Open mppf opened 5 years ago
Tests to update if this is addressed somehow:
Grepping for pragma "no copy return"
is another way to find tests that run into this issue (I believe by doing so I found some not in Michael's list above). I think this issue could likely be considered for general returns of array expressions even without slicing (though slicing is the most common case where this seems to come up in practice). For example:
var B1, B2: [1..100] real;
proc getNextBuffer(it: int) ref {
if it % 2 == 0 then
return B1;
else
return B2;
}
(of course, there are other ways to write this pattern without returning an array by ref
, but it seems as though someone ought to be able to write patterns like this).
@bradcray - I believe the last example you wrote works today (once you rename the iter
variable).
Another thing to think about, besides slices, is if users should be able to opt-in to returning an iterator record / iterator expression rather than turning it into an array.
Oh, OK. I was thinking we didn't have a way to return an array by ref today short of using a pragma. I must've been misremembering (I've confirmed that it works).
should [users] be able to opt-in to returning an iterator record / iterator expression rather than turning it into an array.
I definitely think so. By mentioning it on this issue, are you suggesting that you think ref
might be a reasonable way to do so?
By mentioning it on this issue, are you suggesting that you think ref might be a reasonable way to do so?
That's unclear to me, but I think it's worth considering at least.
One tricky case with this proposal is when returning a pre-existing slice by ref
, for example:
var A: [1..10] real;
ref slice1 = A[1..3];
ref slice2 = A[2..4];
proc pickSlice(arg) ref return if arg then slice1 else slice2;
Should pickSlice() return a shallow copy of the chosen slice or a ref to it? The considerations are:
ref
slice-returning functions return a ref and other return a slice value may be confusing for the user and complicate the implementation.ref
slice-returning functions return a shallow copy by value, some programs will run slower. For example, a program where the above pickSlice()
is invoked in a tight loop will be creating lots of slices instead of just manipulating pointers. This situation is unlikely, however should be considered.Looking through the discussion in #5341, I like the motivation that ref
intent -- essentially this proposal -- is what users resort to intuitively (Nikhil, Tom).
I disagree with the reasoning that the return intent is what we want applied to array elements.
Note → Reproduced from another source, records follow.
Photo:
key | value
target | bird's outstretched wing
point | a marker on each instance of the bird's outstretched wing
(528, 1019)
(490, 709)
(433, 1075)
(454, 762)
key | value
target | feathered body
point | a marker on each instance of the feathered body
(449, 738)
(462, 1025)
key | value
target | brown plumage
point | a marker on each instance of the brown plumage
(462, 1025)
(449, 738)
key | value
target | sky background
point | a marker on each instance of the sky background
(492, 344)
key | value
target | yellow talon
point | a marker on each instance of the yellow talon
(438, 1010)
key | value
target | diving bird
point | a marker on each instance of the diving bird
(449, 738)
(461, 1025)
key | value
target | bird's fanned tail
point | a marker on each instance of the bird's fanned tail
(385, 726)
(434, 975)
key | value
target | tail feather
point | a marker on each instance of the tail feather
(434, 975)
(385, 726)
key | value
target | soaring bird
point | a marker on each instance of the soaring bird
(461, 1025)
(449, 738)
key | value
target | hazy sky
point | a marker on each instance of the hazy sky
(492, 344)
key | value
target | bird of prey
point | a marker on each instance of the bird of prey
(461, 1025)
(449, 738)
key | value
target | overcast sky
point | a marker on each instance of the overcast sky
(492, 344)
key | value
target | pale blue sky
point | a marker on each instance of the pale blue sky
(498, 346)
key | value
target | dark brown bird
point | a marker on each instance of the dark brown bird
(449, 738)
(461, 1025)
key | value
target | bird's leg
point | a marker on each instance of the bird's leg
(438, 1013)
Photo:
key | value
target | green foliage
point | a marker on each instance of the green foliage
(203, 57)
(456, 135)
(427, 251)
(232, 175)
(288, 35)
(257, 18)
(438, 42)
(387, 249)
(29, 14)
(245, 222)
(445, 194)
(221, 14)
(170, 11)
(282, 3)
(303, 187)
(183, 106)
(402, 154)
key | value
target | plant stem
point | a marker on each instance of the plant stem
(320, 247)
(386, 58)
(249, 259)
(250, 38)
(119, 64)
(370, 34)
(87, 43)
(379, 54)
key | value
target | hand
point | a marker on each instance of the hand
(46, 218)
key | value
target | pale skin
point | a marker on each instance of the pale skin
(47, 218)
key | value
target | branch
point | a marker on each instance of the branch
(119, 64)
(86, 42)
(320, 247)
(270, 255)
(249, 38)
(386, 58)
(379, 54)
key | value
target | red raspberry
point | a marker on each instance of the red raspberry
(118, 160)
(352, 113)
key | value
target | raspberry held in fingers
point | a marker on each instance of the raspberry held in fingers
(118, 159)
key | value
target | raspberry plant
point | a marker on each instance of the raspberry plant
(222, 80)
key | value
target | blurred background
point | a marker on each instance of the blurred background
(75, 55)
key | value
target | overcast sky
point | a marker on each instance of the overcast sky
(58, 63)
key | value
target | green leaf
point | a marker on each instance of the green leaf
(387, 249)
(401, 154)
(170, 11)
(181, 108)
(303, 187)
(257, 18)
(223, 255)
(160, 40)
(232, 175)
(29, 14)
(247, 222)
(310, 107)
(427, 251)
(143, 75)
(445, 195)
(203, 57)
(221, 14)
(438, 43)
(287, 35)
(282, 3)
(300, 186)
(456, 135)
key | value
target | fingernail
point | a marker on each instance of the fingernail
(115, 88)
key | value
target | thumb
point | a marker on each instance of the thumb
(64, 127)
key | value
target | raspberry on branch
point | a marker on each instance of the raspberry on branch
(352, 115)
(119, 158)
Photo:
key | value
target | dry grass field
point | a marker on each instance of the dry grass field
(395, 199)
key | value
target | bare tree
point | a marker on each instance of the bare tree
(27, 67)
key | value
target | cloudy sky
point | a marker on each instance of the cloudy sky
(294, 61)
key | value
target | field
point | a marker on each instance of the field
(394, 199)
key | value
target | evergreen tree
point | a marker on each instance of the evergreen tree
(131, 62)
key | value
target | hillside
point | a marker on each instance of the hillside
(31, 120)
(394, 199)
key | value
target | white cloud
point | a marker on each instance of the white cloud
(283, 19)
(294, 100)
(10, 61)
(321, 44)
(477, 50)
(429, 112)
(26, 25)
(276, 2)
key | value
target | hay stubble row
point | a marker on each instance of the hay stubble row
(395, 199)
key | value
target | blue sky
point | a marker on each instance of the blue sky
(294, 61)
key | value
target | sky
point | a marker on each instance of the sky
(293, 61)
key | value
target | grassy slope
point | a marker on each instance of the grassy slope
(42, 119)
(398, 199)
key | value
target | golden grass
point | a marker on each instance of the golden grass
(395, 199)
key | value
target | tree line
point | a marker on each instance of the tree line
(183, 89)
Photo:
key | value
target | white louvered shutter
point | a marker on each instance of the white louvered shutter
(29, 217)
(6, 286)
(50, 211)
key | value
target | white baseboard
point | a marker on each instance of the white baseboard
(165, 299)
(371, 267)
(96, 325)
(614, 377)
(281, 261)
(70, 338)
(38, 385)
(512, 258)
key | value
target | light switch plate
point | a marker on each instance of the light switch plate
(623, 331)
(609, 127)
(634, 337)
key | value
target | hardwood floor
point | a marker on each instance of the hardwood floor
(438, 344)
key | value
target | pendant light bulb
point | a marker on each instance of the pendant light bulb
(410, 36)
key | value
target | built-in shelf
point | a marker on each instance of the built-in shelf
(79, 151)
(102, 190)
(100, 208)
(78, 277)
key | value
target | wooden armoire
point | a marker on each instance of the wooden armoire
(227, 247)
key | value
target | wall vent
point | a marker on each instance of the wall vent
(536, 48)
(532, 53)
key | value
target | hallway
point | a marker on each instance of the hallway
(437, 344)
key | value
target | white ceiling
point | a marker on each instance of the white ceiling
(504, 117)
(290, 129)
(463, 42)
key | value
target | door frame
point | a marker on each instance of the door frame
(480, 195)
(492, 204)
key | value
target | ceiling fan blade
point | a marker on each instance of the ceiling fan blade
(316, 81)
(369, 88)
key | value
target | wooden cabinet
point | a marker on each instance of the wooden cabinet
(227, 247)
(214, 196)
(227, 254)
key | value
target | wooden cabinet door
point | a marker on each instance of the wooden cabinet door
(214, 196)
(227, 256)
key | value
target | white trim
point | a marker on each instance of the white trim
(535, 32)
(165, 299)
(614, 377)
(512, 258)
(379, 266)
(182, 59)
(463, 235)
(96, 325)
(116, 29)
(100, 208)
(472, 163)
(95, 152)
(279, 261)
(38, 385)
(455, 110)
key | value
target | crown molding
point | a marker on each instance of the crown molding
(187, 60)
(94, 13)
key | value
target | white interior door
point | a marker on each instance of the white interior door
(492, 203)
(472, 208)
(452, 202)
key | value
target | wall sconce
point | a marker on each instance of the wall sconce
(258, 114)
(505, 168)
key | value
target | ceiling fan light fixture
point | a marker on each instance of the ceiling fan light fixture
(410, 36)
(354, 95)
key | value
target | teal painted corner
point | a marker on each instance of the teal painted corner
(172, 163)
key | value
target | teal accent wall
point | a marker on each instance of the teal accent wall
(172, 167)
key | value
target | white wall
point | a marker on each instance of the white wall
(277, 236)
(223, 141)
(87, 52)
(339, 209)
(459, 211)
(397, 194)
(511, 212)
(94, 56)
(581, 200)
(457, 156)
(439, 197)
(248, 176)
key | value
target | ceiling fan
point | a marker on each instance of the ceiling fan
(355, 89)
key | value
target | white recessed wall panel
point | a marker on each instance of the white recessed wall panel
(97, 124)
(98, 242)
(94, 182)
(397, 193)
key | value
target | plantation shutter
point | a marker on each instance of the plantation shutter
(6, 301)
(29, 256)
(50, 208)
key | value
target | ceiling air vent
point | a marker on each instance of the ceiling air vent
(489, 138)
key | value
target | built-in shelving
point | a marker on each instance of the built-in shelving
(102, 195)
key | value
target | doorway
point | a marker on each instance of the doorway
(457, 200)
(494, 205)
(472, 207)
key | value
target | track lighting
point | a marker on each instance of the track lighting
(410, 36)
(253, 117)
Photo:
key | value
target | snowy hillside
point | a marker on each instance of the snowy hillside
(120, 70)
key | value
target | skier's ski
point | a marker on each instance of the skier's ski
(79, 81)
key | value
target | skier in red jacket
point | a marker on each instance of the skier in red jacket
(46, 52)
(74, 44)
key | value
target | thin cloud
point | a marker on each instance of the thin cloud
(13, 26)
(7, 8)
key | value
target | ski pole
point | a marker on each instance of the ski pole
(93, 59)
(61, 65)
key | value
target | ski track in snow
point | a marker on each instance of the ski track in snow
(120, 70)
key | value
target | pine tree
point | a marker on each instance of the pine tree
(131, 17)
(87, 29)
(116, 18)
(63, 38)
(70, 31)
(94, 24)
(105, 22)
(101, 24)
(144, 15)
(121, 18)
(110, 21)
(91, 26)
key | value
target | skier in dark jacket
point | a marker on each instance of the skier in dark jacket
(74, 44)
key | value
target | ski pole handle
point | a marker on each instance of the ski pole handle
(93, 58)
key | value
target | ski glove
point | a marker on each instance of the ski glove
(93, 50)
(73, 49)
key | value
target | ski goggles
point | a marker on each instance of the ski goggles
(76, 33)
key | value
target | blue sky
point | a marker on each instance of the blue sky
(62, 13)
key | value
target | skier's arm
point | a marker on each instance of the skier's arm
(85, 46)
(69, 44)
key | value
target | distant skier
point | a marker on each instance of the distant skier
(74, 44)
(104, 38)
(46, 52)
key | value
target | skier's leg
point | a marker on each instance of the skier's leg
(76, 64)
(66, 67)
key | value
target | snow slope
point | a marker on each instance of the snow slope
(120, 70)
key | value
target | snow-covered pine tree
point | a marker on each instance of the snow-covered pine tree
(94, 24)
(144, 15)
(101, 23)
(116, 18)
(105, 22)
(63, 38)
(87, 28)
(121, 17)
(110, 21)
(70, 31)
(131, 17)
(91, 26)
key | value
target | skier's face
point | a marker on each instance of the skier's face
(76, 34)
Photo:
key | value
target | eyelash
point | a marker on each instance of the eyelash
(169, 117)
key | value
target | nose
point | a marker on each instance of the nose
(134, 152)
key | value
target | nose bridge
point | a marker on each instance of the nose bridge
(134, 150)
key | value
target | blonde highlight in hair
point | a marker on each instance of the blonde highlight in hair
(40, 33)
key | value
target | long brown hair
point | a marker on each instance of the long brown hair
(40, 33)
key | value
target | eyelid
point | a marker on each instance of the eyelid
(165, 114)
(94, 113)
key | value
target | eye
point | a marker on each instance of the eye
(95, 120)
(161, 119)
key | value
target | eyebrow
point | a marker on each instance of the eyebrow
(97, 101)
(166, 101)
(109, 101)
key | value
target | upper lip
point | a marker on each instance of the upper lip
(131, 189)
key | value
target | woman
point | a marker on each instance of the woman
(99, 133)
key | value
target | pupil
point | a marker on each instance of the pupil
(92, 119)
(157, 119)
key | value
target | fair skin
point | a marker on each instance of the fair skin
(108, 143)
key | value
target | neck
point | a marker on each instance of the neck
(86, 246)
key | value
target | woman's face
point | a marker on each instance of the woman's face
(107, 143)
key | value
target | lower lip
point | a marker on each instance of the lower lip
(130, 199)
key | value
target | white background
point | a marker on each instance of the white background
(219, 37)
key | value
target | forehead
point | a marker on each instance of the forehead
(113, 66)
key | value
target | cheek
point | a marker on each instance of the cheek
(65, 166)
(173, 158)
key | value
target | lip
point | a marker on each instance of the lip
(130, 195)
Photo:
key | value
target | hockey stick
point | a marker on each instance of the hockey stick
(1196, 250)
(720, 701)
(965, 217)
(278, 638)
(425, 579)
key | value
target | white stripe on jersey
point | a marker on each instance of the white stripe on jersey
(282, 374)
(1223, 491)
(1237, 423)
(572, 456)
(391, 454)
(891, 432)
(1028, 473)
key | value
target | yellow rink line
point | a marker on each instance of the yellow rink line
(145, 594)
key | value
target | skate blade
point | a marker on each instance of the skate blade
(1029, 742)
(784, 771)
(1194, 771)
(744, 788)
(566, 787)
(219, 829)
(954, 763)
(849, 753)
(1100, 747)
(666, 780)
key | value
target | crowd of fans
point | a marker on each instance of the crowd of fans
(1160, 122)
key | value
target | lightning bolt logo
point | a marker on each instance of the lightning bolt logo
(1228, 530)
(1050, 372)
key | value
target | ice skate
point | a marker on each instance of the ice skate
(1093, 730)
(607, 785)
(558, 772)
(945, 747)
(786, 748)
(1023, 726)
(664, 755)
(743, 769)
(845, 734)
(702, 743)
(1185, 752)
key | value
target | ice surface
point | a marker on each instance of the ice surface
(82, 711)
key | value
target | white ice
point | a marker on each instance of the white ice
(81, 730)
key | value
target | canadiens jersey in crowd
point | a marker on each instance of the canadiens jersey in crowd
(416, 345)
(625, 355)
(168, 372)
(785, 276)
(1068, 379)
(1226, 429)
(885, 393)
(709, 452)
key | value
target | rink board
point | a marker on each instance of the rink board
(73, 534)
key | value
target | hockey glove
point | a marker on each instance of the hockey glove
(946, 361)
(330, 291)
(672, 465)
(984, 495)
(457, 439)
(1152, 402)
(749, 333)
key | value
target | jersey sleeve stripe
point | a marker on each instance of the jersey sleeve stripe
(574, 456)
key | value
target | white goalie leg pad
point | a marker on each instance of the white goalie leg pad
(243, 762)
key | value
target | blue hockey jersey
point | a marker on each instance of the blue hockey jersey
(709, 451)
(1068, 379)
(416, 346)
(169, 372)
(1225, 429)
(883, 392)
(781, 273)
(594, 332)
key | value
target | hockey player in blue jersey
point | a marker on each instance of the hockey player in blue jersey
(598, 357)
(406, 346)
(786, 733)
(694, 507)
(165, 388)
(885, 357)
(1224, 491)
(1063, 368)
This may or may not be intuitive, however this is inconsistent with what we do for the default argument intent, for example for an array of reals.
Another case that is bugging me with the "ref means array elements by ref" strategy is that I don't see how to generalize it to having an initializer that initializes a domain field to sometimes alias another domain and sometimes be a new domain (which is coming up in the context of Arkouda - more details on that specific situation to come).
Should pickSlice() return a shallow copy of the chosen slice or a ref to it?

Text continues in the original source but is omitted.